ヤフオクで見つけたVHSである。同じくヘルツォークの『緑のアリが夢見るところ』もあったのだけれど、これは誰かに終了間際に攫われてしまいました。
昔、レンタルビデオ屋さんで何を想ったか(ミュウ=ミュウがキュートだなと想ったのに違いないのだが)借りて観たのだった。その頃はたぶん中学生で、主人公が、子どもたちを温室に集めて寝ころびながら、クジラの声のテープを聴きながら、やがて子どもたちがクジラの鳴き声を真似して声を上げ始めるシーンが、「ジョナス」という名前と反響するようで、なんとも良くて、今まで覚えていたのですが、正直当時は「挫折した5月革命の…」とかいわれても(VHSケースの惹句)よくわからなくて当然だったろうとは思いますが、今観てみると少しばかり乙な味わいがあった。
前世紀の5月革命の影響が大きかったのは、スイスも同じらしい。とくに舞台のジュネーヴはフランス語圏だし、ぐるりをフランスに囲まれているわけなのだから、ちっとも不思議ではなかった。
物語は、そんな熱い季節も退潮してインフレに悩む1970年代後半のジュネーヴで、ほんの短い間、出会い、小さな共同体のようなものを形成する4組の男女の機微を軸に、大袈裟な演出もなく、割と淡々と進む。
妻のマチルドと3人の子供を抱える組合員マチューは、人員整理で印刷所をクビに。なんとか郊外の菜園で職を見つけるが、不当な賃金が多いから菜園の経理の明細をみせてくれと言いだす始末。菜園は、マルグリットがなんとか切り盛りする無農薬野菜の菜園で、マルグリットの夫マルセルは人間よりも動物を愛する変人だが優しい男である。職もみつけ、菜園のアパートにも引っ越すことにしたマチューとマチルドは、子供をつくることにする。
一方、新任の歴史教師マルコは、スパーのレジ打ちのマリーと出会う。
マルコを演じるジャック・ドゥニは、フェリックス・ガタリに似ていなくもないと思う。最初の授業の映像がコレです。歴史と時間の捉え方の話を腸詰で説明してみせている。

これは怪演の部類だろうか。
今では堂々たる叔母さん女優であるミュウ=ミュウ演じるキュートな(しつこい)マリーは、スイス人ではなく、フランスから勤め先のスーパーにヒッチハイクで通う国境生活者で、老人たちのため(そしてマルコのためにも)レジで会計を誤魔化す常習者になっている。

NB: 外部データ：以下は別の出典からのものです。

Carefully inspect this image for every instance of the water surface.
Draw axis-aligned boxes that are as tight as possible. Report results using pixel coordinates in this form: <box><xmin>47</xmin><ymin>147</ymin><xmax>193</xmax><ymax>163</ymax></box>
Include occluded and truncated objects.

マルコの住むアパートは、マチューが引っ越してきた菜園のアパートで、マルコは自分の歴史の授業にマチューにゲスト・スピーカーとしてきてくれるように依頼する。
5月革命の挫折のルサンチマンをギャンブルで誤魔化しながら生きる新聞記者マックスは、地元の有力会社の秘書をするマドレーヌと出会い関係を持つ。マドレーヌから開発地域に関する情報を手に入れたマックスは住民に前もって情報を流しておくようにする。マドレーヌはタントリズムに激しく傾倒する女性でアナーキーな性向があるようで、自ら住民名簿のコピーを進んでマックスに提供する。
「彼ら」は、銀行による農地の思惑買いに抵抗するマックスの行動を軸にして、緩やかに寄り集まってくる。このあたりの厭味の無さこそが、この映画の魅力だと思う。
時折、セピア色の画面が挟み込まれて、人物の心内語とも映画内現実ともつかない効果を出そうとしているが、これは成功しているのかどうかわからない。手法として明らかに「ユルい」のだ。しかし、本作はその「ユルさ」と、登場人物たちのどこか間の抜けた風情が醸すものが持ち味になっている。
銀行による土地の買収はなんとか失敗させることができ、彼らの小さな共同体は、一瞬和やかな連帯を生むように見えるが、唯物論者でニヒリストのマックスは、マドレーヌのタントリズムとセックスへの耽溺に違和感を隠せないし、マルグリットは、経営が苦しい中で密かに異国人の若者との付き合いを止められない。マチューは、菜園の仕事を放り出し、子供たちを温室に集めて学校を始め、マルコは授業で自分の性的な願望を口にしてクビになり、マリーはついにレジの誤魔化しがバレて刑務所へ。
やがて、マチルドは妊娠、彼らは産まれてくる子に「ジョナス」と名前をつける。こんな風に歌いながら。
「ジョナスはマチルドから生まれる。彼は船の上に落ちてくる。僕たちが操縦する船さ。海に飛び込んだ彼を君が飲み込むのさ。君は彼の命を助けた。今それを吐き出そうとしている。それが彼 ジョナスさ。2000年にジョナスは25才になる。25才になったら世紀が彼を吐き出すだろう。歴史の鯨がジョナスを吐き出す。ジョナスは2000年に25才になる。」
一年後、ジョナスは産まれ、マリーは半年で出所し、心に傷を負いながら、介護施設で働き始めたマルコと同棲し始める。マルグリットについては、農薬に汚染された野菜の糾弾に打ち込むシーンが挟まれるが、悲しいかなそこに一年前の包容力は感じられない。
結局、マチューの学校と菜園での仕事について雇い主のマルグリットが対立してしまい、マチューは菜園の仕事辞めて、元の労働者に戻っていくあたりはお約束的なものなのかもしれない。物語自体は、マチューの独白
「俺はすべての夢の糸をひとつに集めておきたい。力として使うためにすべての夢を統合したい。今は20世紀だ ジョナス。素直に全てを受け入れろと人は俺に要求する。与えられるものだけを受け取れと。朝はまだ早く 寒い。ベッドが恋しい。ジョナス 夜はまだ明けない。」と、おそらくは5歳に成長したのであろうジョナスが、母の声に振り向くカットで終わる。
共同体が資本主義社会によって解体されてしまう、というようなことを物語の筋としてはもちろん抽出できるが、淡い夢のような彼らの共同体が、バラバラになってしまう予兆はいたるところに見えているし、タネールはそこで大きな物語の葛藤をもってきたりする意図もなかったように思える。ただ、8人の男女のとても小さな身振りを、心地よく愛しいものとして見せることで、2000年のジョナスに祈りを繋げようとしていた、ように思える。フェリクス・ガタリに「冬の時代」と呼ばれた左翼の80年代を完全に予感しながら、まどろみのような微妙な温度感で描いていた作品だったのだ。

そして2010年には、ジョナスは35才になる。今頃、ル・モンド・ディプロマティークの記者にでもなっているんだろうか?